What defines a “best in class” REIT? Franchise value and high quality tenants? A creative and adaptive management team? Their total return strategy vs. income and cash flow strategy? Does the ideal business model of a REIT include: a consistent payout; well defined growth prospects; dividend growth potential; strong management, governance and board composition; attracting and keeping talent; and a portfolio of quality assets? Do investors focus more on AFFO, NAV growth, or risk (geographic exposure vs. little diversification vs. debt ratio vs. development)? Since REITs have been in existence in Canada for 25 years, there has been a considerable evolution in the scope and strategies of how REITs function, their management platform, and their activities as investors, developers and asset managers. This session will examine key elements of a REIT in 2018 and discuss what are the best practices that lead to a strong and successful entity in the current public market and going forward. What does the REIT of the future look like: bigger or smaller? More small cap REITs, e.g. specialist products: storage, cannabis, healthcare? Restructured, e.g. Boardwalk, Cominar, Artis, Choice, CREIT?

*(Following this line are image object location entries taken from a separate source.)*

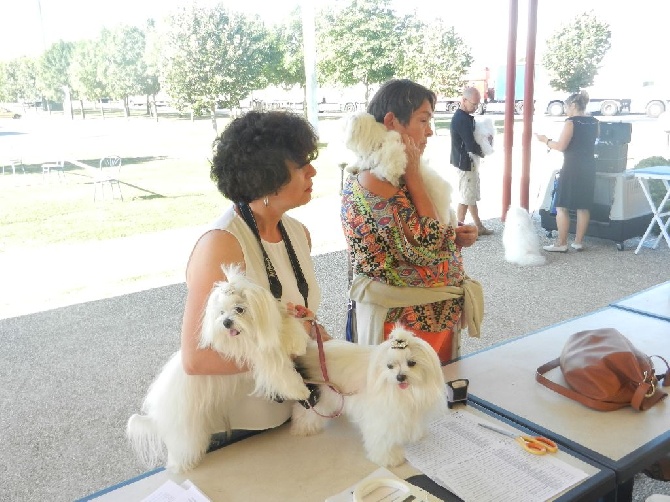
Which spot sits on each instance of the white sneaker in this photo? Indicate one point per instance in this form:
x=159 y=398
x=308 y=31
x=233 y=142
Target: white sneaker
x=553 y=248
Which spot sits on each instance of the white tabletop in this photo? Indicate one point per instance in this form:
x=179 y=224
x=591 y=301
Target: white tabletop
x=655 y=172
x=275 y=466
x=503 y=378
x=654 y=301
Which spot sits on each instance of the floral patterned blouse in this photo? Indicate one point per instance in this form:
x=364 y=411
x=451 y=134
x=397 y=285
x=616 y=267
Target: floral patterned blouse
x=378 y=249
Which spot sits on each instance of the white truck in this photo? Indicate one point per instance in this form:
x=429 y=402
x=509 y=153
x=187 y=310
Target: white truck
x=651 y=100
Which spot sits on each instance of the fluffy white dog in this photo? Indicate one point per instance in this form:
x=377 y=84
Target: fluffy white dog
x=383 y=152
x=390 y=391
x=484 y=129
x=243 y=322
x=520 y=239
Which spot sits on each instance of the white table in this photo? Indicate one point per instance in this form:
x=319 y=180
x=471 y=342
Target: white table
x=654 y=302
x=275 y=466
x=661 y=173
x=502 y=378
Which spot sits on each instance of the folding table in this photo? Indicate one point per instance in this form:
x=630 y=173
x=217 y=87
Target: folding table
x=661 y=173
x=502 y=378
x=275 y=465
x=654 y=302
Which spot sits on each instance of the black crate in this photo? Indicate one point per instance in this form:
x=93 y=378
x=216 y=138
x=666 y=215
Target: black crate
x=615 y=132
x=611 y=158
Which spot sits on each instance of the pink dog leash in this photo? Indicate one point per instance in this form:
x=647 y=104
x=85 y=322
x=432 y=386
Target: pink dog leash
x=316 y=330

Why are an increasing number of REITs diversifying? This can range from refocusing from a “pure play” to owning multiple asset classes as a means to facilitate more rapid and stronger growth. Diversification can also be geographically focused or repositioning a REIT’s portfolio through divestiture of certain assets while maintaining only high quality core properties. Some have assumed a mandate to build a real estate investment vehicle, while others are creating development and operating platforms. This panel will discuss and debate some of the challenges, risks and rewards of some of these various strategic options. All the asset classes are facing varying challenges and offering different opportunities. While retail is undergoing disruption, industrial markets appear to be faring much stronger in the current economy. While office is facing the impact of WeWork and other disrupters, multi-residential appears to address a need for housing supply and offers steady yields. Should REITs and REOCs be more diversified in order to deal with all this market transformation? What should ideally be the nature of their diversification? Has there been a structural change in land values for their existing assets that they can take advantage of? What is the case in today’s market for a REIT to have greater diversification?

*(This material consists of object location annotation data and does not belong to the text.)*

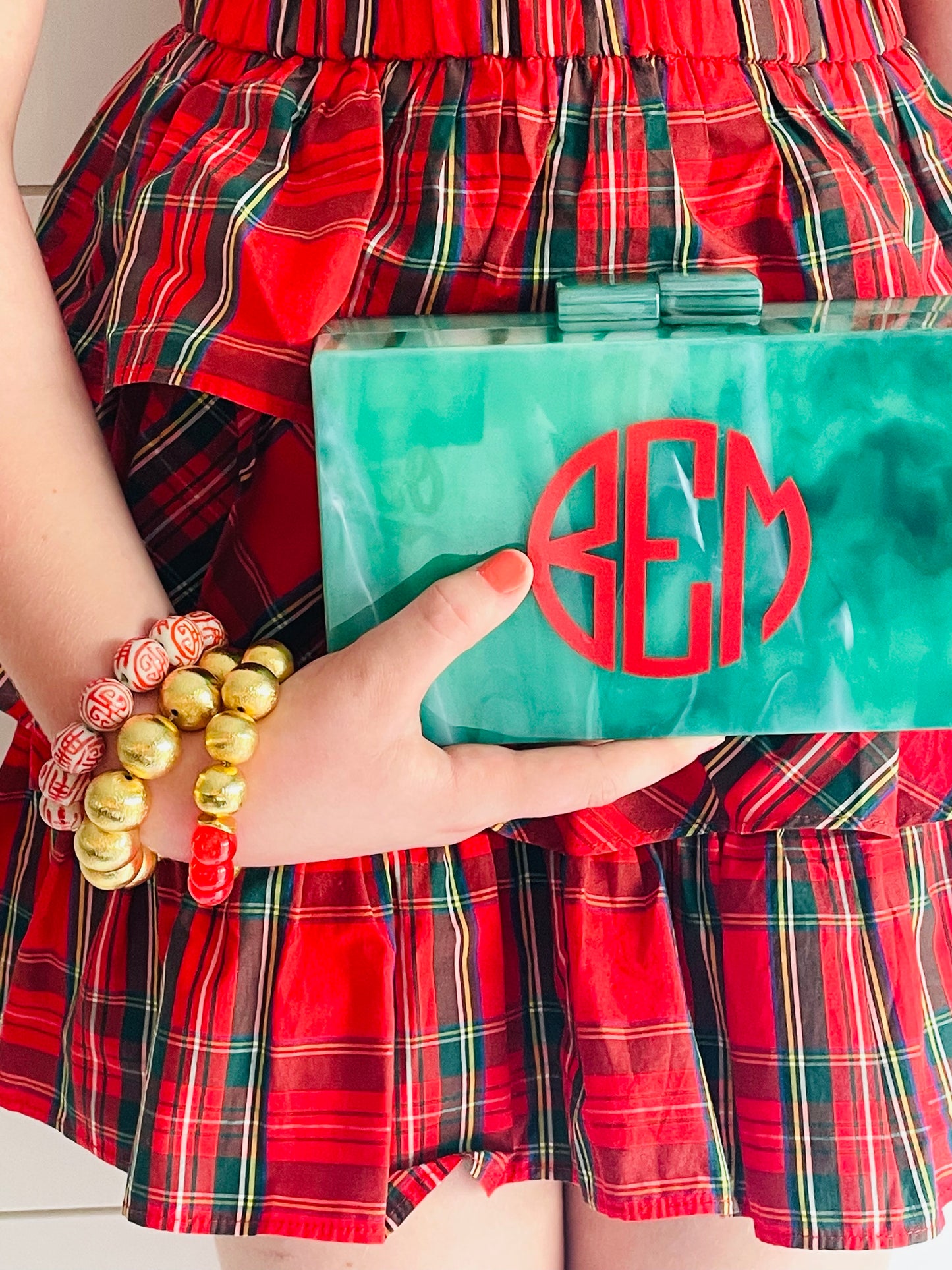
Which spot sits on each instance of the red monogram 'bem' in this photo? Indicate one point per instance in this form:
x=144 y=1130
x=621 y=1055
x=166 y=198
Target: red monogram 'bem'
x=743 y=478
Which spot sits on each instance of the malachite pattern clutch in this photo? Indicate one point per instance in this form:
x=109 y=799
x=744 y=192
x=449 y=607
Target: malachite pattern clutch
x=739 y=525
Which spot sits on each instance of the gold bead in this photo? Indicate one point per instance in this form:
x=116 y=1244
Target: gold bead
x=220 y=790
x=149 y=746
x=250 y=691
x=190 y=697
x=146 y=868
x=117 y=801
x=116 y=880
x=231 y=738
x=273 y=656
x=220 y=662
x=101 y=851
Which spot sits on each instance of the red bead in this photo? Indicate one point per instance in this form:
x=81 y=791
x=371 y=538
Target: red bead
x=210 y=897
x=212 y=900
x=210 y=629
x=141 y=664
x=60 y=785
x=181 y=639
x=78 y=749
x=206 y=878
x=211 y=845
x=105 y=705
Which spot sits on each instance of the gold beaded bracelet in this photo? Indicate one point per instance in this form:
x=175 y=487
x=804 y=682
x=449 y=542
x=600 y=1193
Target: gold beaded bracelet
x=249 y=693
x=107 y=812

No companies, including REITs, are immune from shareholder activism. It is a natural evolution of a growing sector. What are activists trying to accomplish vs. the objectives of conventional investors? How does the buyside respond to them? What are examples of good vs. bad activism? Should vocal shareholders owning a small stake have a “big say”? What are the pros and cons for a REIT of having a large shareholder? Are they a friend or a foe? How do their approaches differ? What attracts the attention of activists? What should a REIT do when activists call? How should management and its Board handle the pressure? What REITs have been the subject of activists’ attention and why? How successful have activists been? What can REITs do to protect themselves from activists’ attention? Is dealing with activists any different than typical defense preparedness? Are activists’ activities good or bad for fundamental investors in REITs? What is the view of the Securities Commissions on these activities? Will activism replace fundamental/strategic investment as the primary focus of M&A practitioners?

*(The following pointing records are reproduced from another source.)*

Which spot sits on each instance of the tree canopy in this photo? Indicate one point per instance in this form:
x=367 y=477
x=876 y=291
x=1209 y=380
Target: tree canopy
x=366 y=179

Access to well-priced capital is critical to the growth of publicly traded companies via acquisitions, development and other activities. This session will examine the current market conditions and environment for REITs and REOCs to access debt and equity markets to meet ongoing financial needs and to be doing so in the face of rising interest rates. What are the major sources for raising capital at this time? Discussion will also focus on units/shares, preferreds, converts, mortgages, mortgage bonds, unsecured debentures and revolvers. How are REITs evaluating and creating appropriate strategies to use these capital sources? Is unsecured financing continuing to be widely available? What should be a CFO’s interest rate strategy? Are short term rollovers practical? How should capital be allocated in this market? Should capital be recycled rather than raising equity? How can external capital be accessed without doing an issue? Do the capital and investor markets favour larger real estate entities or do they simply want the existing ones to get bigger? What are appropriate credit metrics? Are people following them?
A wide ranging discussion with the CEOs of the two inaugural Canadian REITs about the evolution of this market over the past 25 years. The conversation will comment on:
The pricing of office, industrial, retail and multi-unit residential assets across Canada have generally reached some record high levels in many markets. At the same time, it has stalled among most retail assets and to some degree in Alberta, Saskatchewan and Atlantic Canada. This panel discussion will examine asset classes in geographic markets across Canada to identify what are the most significant challenges, risks and opportunities. Where are we in the cycle by province/gateway city and by each property class. What are NOI growth expectations in various property types, especially in the rental housing market. How does a REIT executive make the ultimate decision of whether to buy, to sell or to pursue development as a viable alternative? Among other questions that will be examined: Where are cap rates heading? How are you responding to interest rates and bond yields? Do valuations and fundamentals still make sense? Given pricing and availability of product, is this a time to be a seller or a buyer? What are the biggest value determinants in various markets now? What is happening to property values and liquidity in secondary markets? Could they offer better opportunities on a risk adjusted basis? Do fluctuating housing markets really matter to REITs? Has there been a structural change in land usage that will affect valuations? Who will benefit from this?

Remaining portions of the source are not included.